Another approach you can choose is to add the contexts.

Running the changelog-sync-sql and changelog-sync commands:

  • Run the changelog-sync-sql command to inspect the SQL and ensure that everything looks good before executing the changelog-sync command:
  • liquibase changelog-sync-sql --changelog-file=dbchangelog.xml

    Note: Enter the name of the changelog that you want to use in place of dbchangelog.xml.

  • Run the changelog-sync command to ensure that the changesets are treated as already run since they exist in our HR database. The command will mark the changesets in the changelog file as already deployed. This will prevent Liquibase from attempting to redeploy those changesets next time when you run the update command.
  • liquibase changelog-sync --changelog-file=dbchangelog.xml

    Note: Enter the name of the changelog that you want to use in place of dbchangelog.xml.

Adding the contexts

Alternatively, you can add contexts to the changesets such as <changeSet ... context="legacy">:

<changeSet  author="diff-generated"  id="1185214997195-8" context="legacy">
	<addPrimaryKey  columnNames="DEPTNO"  tableName="DEPT"/>
</changeSet>

The contexts can be added to the changeset to control which changeset will be executed in any run. Only the changesets marked with the specific contexts in your changelog that are used with the --context-filter flag at runtime will be deployed.

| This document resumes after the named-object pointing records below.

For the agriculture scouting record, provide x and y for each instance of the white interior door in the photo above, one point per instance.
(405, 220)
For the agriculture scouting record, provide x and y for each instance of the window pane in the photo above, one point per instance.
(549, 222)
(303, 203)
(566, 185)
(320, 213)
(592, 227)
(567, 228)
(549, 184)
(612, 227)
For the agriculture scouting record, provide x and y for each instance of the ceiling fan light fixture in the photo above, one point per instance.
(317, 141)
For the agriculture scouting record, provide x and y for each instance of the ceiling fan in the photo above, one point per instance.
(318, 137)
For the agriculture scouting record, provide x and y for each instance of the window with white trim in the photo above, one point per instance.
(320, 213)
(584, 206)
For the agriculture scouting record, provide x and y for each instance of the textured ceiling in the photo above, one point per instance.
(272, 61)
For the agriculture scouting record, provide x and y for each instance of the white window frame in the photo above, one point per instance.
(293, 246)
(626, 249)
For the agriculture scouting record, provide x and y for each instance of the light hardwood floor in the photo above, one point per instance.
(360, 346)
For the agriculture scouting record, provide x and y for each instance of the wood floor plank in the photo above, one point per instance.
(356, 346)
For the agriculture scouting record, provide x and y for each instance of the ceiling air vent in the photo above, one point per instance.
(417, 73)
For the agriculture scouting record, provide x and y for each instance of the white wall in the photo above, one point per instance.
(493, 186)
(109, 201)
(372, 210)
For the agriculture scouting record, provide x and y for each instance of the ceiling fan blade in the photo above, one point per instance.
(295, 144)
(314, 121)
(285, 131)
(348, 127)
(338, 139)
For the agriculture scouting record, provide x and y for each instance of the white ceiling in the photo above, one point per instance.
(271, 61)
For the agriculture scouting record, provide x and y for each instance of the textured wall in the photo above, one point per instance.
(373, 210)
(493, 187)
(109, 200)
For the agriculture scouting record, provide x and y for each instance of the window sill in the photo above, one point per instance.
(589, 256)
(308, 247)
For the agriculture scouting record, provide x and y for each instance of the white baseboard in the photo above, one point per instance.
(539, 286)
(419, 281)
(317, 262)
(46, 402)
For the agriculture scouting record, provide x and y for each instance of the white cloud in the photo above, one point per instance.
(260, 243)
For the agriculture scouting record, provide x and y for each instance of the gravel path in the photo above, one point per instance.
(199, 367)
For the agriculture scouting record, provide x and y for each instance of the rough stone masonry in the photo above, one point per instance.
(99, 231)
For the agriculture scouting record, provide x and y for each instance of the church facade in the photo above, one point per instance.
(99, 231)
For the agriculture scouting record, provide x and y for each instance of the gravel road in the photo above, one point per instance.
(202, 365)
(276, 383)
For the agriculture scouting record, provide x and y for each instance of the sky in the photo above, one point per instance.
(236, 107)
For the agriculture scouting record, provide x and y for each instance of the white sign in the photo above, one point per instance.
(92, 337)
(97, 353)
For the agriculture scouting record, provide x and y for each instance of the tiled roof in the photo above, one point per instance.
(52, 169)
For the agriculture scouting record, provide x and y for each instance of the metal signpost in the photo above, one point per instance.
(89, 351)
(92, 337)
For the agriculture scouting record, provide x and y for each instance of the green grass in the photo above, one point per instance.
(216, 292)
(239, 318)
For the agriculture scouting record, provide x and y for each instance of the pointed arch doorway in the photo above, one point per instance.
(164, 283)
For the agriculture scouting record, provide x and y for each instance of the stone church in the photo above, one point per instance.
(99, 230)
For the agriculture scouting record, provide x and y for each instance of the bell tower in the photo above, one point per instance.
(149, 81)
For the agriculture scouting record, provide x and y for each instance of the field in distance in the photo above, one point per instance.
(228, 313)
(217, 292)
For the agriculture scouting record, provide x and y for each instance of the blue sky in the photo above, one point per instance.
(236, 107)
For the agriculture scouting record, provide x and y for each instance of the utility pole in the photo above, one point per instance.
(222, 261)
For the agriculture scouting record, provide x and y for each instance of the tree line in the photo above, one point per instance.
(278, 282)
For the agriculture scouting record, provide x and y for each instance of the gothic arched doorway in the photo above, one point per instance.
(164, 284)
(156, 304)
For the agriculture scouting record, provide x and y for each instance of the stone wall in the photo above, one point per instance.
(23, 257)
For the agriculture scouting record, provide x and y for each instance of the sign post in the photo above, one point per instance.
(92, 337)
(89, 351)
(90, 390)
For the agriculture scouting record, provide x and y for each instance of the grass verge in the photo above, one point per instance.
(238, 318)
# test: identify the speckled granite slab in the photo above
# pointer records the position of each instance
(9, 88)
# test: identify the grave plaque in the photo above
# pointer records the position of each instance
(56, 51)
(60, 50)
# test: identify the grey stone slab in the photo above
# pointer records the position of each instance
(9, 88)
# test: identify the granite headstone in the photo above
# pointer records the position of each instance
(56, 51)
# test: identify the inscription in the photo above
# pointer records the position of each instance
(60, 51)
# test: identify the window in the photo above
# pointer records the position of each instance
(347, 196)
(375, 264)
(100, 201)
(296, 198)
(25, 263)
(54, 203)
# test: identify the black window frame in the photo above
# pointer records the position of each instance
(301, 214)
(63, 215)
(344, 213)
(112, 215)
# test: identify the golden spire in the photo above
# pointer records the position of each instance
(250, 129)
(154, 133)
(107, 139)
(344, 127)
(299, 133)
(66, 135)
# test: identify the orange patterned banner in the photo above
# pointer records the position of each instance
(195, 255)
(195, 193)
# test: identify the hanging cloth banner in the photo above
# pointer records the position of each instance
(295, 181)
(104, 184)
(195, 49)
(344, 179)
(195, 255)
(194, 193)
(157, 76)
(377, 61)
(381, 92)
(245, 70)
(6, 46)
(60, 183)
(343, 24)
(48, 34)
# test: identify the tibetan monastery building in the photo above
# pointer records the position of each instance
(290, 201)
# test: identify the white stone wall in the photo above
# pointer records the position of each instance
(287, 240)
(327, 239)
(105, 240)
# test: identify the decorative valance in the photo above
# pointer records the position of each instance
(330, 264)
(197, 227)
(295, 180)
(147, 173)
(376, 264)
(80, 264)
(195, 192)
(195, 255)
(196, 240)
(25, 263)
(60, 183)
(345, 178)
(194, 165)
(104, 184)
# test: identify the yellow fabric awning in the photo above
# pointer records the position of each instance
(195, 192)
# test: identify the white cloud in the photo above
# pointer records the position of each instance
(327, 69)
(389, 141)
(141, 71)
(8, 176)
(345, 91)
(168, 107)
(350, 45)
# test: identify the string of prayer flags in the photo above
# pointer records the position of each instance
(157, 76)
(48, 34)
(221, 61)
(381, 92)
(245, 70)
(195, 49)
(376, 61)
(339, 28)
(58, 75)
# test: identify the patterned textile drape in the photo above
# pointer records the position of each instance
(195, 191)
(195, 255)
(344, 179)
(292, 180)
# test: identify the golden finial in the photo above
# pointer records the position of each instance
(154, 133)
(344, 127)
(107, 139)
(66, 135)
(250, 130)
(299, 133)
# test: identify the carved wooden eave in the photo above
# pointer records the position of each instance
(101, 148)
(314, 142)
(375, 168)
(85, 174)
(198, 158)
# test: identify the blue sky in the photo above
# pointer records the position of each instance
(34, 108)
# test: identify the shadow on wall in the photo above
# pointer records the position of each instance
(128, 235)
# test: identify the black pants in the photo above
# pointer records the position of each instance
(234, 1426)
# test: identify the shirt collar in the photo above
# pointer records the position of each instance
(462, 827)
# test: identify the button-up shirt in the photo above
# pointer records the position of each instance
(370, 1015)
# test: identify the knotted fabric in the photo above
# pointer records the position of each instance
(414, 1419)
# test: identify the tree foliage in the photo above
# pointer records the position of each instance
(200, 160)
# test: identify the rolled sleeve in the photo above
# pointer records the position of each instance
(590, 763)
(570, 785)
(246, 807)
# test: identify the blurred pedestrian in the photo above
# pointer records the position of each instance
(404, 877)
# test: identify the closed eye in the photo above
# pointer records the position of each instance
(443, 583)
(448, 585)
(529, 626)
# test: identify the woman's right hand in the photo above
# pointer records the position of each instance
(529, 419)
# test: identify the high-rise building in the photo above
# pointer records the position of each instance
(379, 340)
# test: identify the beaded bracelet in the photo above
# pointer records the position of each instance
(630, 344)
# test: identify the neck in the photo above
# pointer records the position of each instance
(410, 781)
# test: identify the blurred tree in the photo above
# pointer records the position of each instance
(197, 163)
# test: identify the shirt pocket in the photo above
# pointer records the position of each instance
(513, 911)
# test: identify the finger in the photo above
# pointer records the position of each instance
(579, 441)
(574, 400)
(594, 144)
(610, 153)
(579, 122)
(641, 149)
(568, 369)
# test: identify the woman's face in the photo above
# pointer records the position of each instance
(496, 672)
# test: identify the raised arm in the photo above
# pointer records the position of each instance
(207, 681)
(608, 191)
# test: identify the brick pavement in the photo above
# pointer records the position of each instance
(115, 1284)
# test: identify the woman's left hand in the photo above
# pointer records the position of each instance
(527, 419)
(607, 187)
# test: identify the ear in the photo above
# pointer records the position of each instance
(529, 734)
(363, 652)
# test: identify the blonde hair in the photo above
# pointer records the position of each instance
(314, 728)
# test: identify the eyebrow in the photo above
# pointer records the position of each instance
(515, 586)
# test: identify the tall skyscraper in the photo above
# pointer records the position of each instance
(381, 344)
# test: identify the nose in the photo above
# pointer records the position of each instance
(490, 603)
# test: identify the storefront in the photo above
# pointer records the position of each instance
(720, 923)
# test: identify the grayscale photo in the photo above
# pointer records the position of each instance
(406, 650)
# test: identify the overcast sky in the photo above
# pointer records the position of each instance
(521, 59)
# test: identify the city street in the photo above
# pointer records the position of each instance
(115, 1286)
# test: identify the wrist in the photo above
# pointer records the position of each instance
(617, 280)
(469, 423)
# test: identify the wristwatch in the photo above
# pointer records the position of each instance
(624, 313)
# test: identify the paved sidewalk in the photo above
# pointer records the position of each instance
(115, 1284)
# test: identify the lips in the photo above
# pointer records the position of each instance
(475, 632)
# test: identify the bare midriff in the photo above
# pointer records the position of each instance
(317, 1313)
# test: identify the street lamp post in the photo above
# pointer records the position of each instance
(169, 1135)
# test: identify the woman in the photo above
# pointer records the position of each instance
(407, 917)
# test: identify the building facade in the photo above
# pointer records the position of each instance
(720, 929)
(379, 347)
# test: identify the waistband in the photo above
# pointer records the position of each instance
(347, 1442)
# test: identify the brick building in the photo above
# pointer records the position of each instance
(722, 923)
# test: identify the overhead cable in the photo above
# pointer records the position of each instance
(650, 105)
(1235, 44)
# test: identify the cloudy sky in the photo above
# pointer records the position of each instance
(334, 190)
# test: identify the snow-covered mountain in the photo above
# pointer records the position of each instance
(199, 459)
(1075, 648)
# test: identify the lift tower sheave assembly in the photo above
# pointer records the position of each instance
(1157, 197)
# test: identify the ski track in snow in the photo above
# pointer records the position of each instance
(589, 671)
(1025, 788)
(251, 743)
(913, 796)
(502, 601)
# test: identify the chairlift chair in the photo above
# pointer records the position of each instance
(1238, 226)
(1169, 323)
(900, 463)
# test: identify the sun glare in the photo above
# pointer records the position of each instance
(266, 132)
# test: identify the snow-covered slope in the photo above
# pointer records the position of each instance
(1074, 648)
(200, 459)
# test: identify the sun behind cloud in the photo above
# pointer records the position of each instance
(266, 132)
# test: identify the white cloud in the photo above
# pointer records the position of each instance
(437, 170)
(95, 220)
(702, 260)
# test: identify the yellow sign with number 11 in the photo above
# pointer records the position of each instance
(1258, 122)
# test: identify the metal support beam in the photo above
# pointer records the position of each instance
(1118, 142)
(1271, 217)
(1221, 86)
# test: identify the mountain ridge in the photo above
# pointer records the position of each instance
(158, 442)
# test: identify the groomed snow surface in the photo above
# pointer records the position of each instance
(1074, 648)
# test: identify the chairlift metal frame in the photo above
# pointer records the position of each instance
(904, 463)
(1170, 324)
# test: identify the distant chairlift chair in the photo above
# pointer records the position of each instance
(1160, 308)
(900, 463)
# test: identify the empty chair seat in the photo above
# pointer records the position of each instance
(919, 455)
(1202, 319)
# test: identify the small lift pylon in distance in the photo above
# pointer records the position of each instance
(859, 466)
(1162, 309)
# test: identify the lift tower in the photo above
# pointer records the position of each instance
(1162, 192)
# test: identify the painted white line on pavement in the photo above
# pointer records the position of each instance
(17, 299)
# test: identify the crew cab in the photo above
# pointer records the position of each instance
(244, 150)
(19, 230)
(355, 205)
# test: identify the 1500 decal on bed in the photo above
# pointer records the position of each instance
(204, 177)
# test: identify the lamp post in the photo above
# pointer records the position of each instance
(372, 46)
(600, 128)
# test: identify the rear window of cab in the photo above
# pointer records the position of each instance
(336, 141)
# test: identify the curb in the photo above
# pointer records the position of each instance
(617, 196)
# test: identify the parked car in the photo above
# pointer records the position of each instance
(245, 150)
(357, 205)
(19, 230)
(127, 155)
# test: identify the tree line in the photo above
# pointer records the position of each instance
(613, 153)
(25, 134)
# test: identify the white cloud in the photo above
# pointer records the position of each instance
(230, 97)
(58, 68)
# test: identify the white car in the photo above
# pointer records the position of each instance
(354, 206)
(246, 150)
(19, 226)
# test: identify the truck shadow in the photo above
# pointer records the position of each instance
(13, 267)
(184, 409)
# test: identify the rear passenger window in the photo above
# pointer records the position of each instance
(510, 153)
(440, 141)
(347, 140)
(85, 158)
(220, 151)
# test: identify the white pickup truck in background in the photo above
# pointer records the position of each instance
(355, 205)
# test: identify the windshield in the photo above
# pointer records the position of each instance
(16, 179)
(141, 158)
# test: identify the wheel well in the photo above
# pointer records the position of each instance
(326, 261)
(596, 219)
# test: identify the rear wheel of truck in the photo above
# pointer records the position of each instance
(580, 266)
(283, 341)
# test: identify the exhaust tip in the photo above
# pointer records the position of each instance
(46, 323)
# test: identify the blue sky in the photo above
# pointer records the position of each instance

  • When you run the changelog on the HR_Dev and HR_Test database environments, enter the following:
  • liquibase update --context-filter=legacy
  • When you run it on your existing database, which is HR, enter the following:
  • liquibase update --context-filter=non-legacy

After creating a changelog and populating the HR DATABASECHANGELOG table with the changelog-sync command or with the contexts, you can now deploy this generated changelog to the HR_Dev and HR_Test database environments that need to match you HR database.

Note: If you use Liquibase versions 4.16.0 to 4.23.0, use the syntax contextFilter instead of context in your changesets. Also, use --contexts instead of --context-filter in the CLI.